Alzo lo sguardo quasi per caso e vedo il display di una farmacia: 35° dice - “Fa caldissimo! Devo sbrigarmi ad arrivare, altrimenti di me non resterà che il solo sudore”.
Un ginocchio inizia a farmi male seriamente, devo centellinare le forze e le energie.
L’ultimo ristoro, attrezzatissimo con tanta frutta ed acqua fresca, é posto sotto un enorme albero di ulivo, e a gestirlo c'è un’intera famiglia di gente adulta, fiera delle proprie origini. Avendo saputo che mi diletto a scrivere racconti sulle corse che faccio, mi chiedono di essere citati: ecco, sono la famiglia Tumino. Sono delle persone splendide, gentili e garbate: Dio solo sa quanto mi sarebbe piaciuto restare li all’ombra a farmi coccolare e farmi raccontare di splendide storie iblee.
Ma io ho una missione: arrivare a Punta Secca. Li saluto e rimetto in moto le gambe, so che ormai manca davvero poco.
Adesso vicino a me corre un runner vestito d’azzurro, il nostro passo è identico, ed entrambi fatichiamo ad arrivare: sappiamo che manca poco e ci decidiamo ad accelerare.
Ancora qualche curva ed ecco che il profumo del mare, fino a poco tempo fa appena percettibile, adesso diventa sempre più forte.
Sento l’infrangersi delle onde: ed ecco che posso vederlo!
Davanti a me solo il cielo, il mare, e la sabbia. Gli ultimi metri sono davvero emozionanti, calpesto la morbida sabbia e ci sprofondo dentro. Il profumo dello iodio riempie miei polmoni, l’azzurro i miei occhi, l’amore il mio cuore.
Di questo inatteso runner che ha fatto con me l'ultimo tratto di strada sconosco persino il nome, ma tagliamo il traguardo mano nella mano, con le braccia sollevate in un trionfo di gioia ed emozioni: e, ancora una volta; la corsa ha unito.
Mi sforzo, come in altre occasioni, e capisco che le persone giungono sempre al momento giusto nei momenti e nei luoghi dove sono attese.
Si dice che solo i matti parlino da soli.
Bene, io oggi ho parlato con la notte, col sole, con le stelle, coi ricordi, con Filippide e col mare.

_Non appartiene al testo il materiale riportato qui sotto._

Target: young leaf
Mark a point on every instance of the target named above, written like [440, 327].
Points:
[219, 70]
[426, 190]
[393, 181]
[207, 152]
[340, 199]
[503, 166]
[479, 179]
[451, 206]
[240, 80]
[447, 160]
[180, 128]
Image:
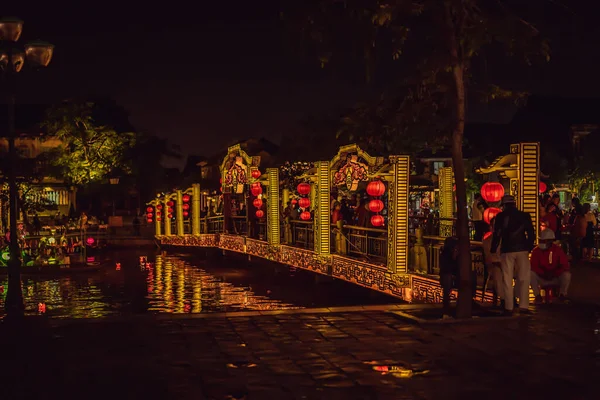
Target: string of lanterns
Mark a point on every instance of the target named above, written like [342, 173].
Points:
[376, 189]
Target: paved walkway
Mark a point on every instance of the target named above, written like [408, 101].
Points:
[325, 355]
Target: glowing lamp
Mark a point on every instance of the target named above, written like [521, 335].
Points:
[376, 189]
[492, 191]
[304, 202]
[376, 205]
[490, 213]
[377, 220]
[256, 189]
[303, 188]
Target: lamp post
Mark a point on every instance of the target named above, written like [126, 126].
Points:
[12, 59]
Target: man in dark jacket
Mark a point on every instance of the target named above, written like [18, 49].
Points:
[514, 233]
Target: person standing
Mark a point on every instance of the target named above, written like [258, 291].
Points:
[514, 233]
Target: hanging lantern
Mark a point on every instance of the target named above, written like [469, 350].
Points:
[376, 188]
[377, 220]
[256, 189]
[303, 188]
[490, 213]
[492, 191]
[376, 205]
[304, 202]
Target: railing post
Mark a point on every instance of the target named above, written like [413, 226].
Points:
[179, 213]
[446, 201]
[196, 209]
[397, 260]
[273, 227]
[322, 225]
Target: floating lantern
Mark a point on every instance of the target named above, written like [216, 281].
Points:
[492, 191]
[376, 188]
[304, 188]
[376, 205]
[256, 189]
[490, 213]
[304, 202]
[377, 220]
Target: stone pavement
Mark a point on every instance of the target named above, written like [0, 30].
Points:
[304, 355]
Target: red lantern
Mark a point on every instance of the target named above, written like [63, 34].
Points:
[490, 213]
[256, 189]
[492, 191]
[304, 202]
[377, 220]
[376, 205]
[376, 189]
[304, 188]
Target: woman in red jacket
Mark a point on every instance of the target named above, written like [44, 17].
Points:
[549, 267]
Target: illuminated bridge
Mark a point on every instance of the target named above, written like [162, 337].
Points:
[294, 215]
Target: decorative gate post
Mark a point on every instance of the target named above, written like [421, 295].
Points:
[196, 209]
[322, 226]
[398, 216]
[273, 234]
[446, 200]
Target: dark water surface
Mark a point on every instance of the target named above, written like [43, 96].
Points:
[183, 283]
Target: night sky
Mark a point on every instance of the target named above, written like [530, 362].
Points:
[205, 75]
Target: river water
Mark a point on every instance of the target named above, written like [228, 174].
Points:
[183, 283]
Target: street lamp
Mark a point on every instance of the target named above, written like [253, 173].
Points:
[13, 57]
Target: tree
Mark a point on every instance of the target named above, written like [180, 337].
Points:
[439, 43]
[91, 150]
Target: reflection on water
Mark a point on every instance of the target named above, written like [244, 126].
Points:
[161, 285]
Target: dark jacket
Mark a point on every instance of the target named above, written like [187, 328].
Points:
[515, 229]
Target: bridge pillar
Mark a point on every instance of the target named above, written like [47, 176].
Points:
[397, 260]
[179, 213]
[196, 209]
[273, 206]
[321, 206]
[446, 200]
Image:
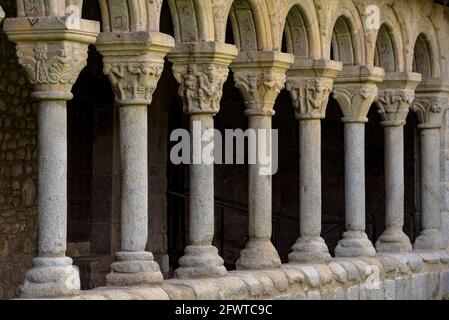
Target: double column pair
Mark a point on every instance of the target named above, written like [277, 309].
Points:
[53, 55]
[201, 70]
[310, 83]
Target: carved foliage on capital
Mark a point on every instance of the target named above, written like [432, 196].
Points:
[394, 104]
[259, 89]
[430, 110]
[355, 99]
[310, 96]
[56, 63]
[201, 86]
[133, 82]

Non credo di essere matta, ma sicuramente sono follemente innamorata della corsa.
Ed ecco i miei ringraziamenti.
Grazie all'amico Claudio Chines per le splendide foto.
All'amico Salvo per aver diviso e condiviso tanti chilometri insieme a me.
Alla Famiglia Tumino per la gentilezza e la cortesia dimostrata all'ultimo ristoro.
Agli insuperabili Elio Sortino e "Mimmo" Guglielmo Causarano per l'ottima organizzazione della gara.
A Michele D'Errico e Vincenzo Pecunia per le risate.
A Eleonora Suizzo e Marilisa Fiorino per l'affetto dimostratomi.
Al runner che insieme a me ha tagliato il traguardo, stringendomi la mano e a tutti coloro che insieme a me hanno condiviso anche un solo minuto di questa splendida nottata/mattinata!